Super Bowl should end with x’s, o’s, and apologies

Published
Categorized as  Super Bowl, 02/02/09 Goshen News column

By the time this column goes to print, that annual festival of the pigskin known as the Super Bowl will have concluded. Every year, millions of us gather in living rooms across the nation to watch wildly over-priced commercials and consume the equivalent of Uzbekistan’s GDP in party food. Oh, yeah. And to watch a little football.

I’ve never understood the game. Basketball makes sense to me. I get it. But not football. This is heresy, I know, especially living in Notre Dame country where Rudy once played and every boy dreams of winning one for the Gipper.

From what I can see, a bunch of very big men get dressed up in very big suits and then proceed to waddle, storm, and thunder up and down a very big field in pursuit of a leather ball. Clearly, none of the players learned about sharing in kindergarten because they pretty much spend the entire game trying to take it away from each other.

I’ve seen grown men revert to kicking, hitting, and pushing each other down in their efforts to get that ball. This kind of behavior at recess would have earned us a trip to the office with a phone call to our parents followed by a paddling when we got home.

Apparently, football is a mixture of several games, including keep away, tag, and kick the can. Again, it all centers around that ball. They line up, mutter some secret code words, and then one guy fires it over everyone’s heads while the rest of the pack jumps up and down, trying to catch it. That’s the keep away part.

If someone called a receiver catches it, they switch right over and start playing tag. The whole herd lights out after this unlucky fellow and chases him down like lions after an antelope. If they manage to tag the “it” guy, they move on to the next game and start kicking his can. They do this over and over and over until I’m nearly comatose in the cheese dip.

Believe it or not, these grown men even play Twister out there. Their motto seems to be, “The more, the merrier,” because when two of them start playing it, everybody else sees this as an invitation to hop right in and play it, too. Pretty soon, there’s a writhing mass of twisted-up arms and legs that takes the two guys in the zebra shirts a good 15 minutes to untangle. This is a real crowd pleaser. Everyone in the stands goes nuts with half of them whooping like Indians and waving their foam fingers in the air while the other half boos and hisses and throws bottles onto the field.

And speaking of the guys in the striped shirts, I still haven’t figured out what they’re doing out there. They run around an awful lot. Maybe they’re trying to play tag with those big guys. They also keep dropping yellow hankies like so much used Kleenex. Then one of them stands in the middle and does some sign language that could mean anything from “the restrooms are that way” to “get me some beer and peanuts down here and quick!” I’m never sure.

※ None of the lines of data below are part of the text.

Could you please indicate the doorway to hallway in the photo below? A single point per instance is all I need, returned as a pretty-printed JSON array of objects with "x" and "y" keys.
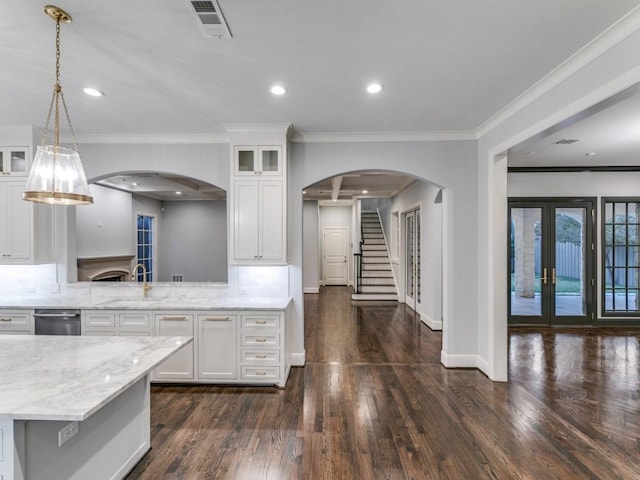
[{"x": 551, "y": 261}]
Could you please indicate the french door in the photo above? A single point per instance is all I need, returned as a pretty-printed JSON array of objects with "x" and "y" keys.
[
  {"x": 551, "y": 262},
  {"x": 412, "y": 258}
]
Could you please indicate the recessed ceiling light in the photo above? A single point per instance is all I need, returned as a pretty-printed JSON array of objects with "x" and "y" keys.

When one side finally carries the ball over the white line, the crowd goes nuts again with some serious yodelling and foam finger waving while certain sections bust out with “the wave.” Predictably, the other team boos loudly again, throwing bottles and insults onto the turf and making ugly faces.

At the end of the game, they present awards to the winners, which, in my opinion, never go to the right people. Why should thugs be rewarded for tackling (assaulting), hitting (battery), intercepting (stealing), and outright conspiracy, all actions which would be felonies off the gridiron? The real heroes here are their mothers.

It goes completely against the laws of nature for a mother to sit and watch someone else attempt to tackle, pin, outrun, or otherwise put a hurt on her son in any way. Every instinct tells her to trip the other kid or to wade in swinging her purse. It takes a great deal of self-restraint to keep from clunking an opponent with your red purse. I know what I’m talking about.

Sadly, we all know that the shiny rings won’t go to the people who really deserve them, so I have a different ending to this annual contest. I’m no dummy. I know what those x’s and o’s mean that the coaches are always scribbling on their papers. Just for once, why don’t those lugs finish things up by hugging and kissing each other, apologizing for their loutish behavior and then let the other side have a turn at wearing their rings. Now that would be a clear testament of civility and Christian virtue to all our children who are watching. If they could be the “big men” for once and set this example, I’d say throw the confetti, commissioner. Throw the confetti.